I remember seeing them! I worked in Test and Measurement from 71 until 2003.
 

dl324

Joined Mar 30, 2015
13,083
Speaking of well drawn schematics (or the lack thereof), here's something I came across drawn by an EE professor or TA:
clipimage.jpg
Which is much easier to understand if it's drawn like this:
clipimage.jpg
 

KeithWalker

Joined Jul 10, 2017
1,912
dl324, I agree. Circuit diagrams are much easier to understand if conventions and signal flow are observed when laying out a circuit diagram. I have a difficult time following simple circuits that are drawn in the modern style like complex systems, with fragmented pieces all over the page, connected only by their labels. I think that part of the problem comes from people using software tools to to do their thinking for them
I believe in "keep it simple".
Keith
 

dl324

Joined Mar 30, 2015
13,083
I think that part of the problem comes from people using software tools to to do their thinking for them
Schematic editors don't place components, so the ignorance is between the ears of the author.

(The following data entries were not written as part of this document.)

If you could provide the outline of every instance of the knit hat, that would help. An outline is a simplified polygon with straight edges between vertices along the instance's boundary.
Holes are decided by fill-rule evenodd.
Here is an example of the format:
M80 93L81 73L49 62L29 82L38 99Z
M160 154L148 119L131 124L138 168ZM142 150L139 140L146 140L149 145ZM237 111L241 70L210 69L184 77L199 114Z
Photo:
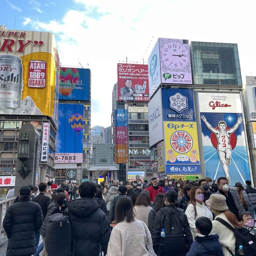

What I find most distressing about that schematic is that it was drawn by/for an institution of higher learning.

Tweaked schematic:
clipimage.jpg
The LM319 symbol is wrong. They show the inputs to be pins 2 and 3 and show connections the comparator doesn't have. If pin 7 is the output, the inputs are pins 9 and 10.
clipimage.jpg
 

Wolframore

Joined Jan 21, 2019
2,342
Looks like they meant to use the LM211/311. Another peeve is they probably just used the same diagram for the 741 and just relabled things on it.

1605283384169.png
 

Wolframore

Joined Jan 21, 2019
2,342
It's an interesting lab creating PWM which can then be demodulated, too bad about the typos. It would be better if they used a higher modulation frequency so it can be filtered out easier. We made a similar one in class once but used an opamp as a comparator.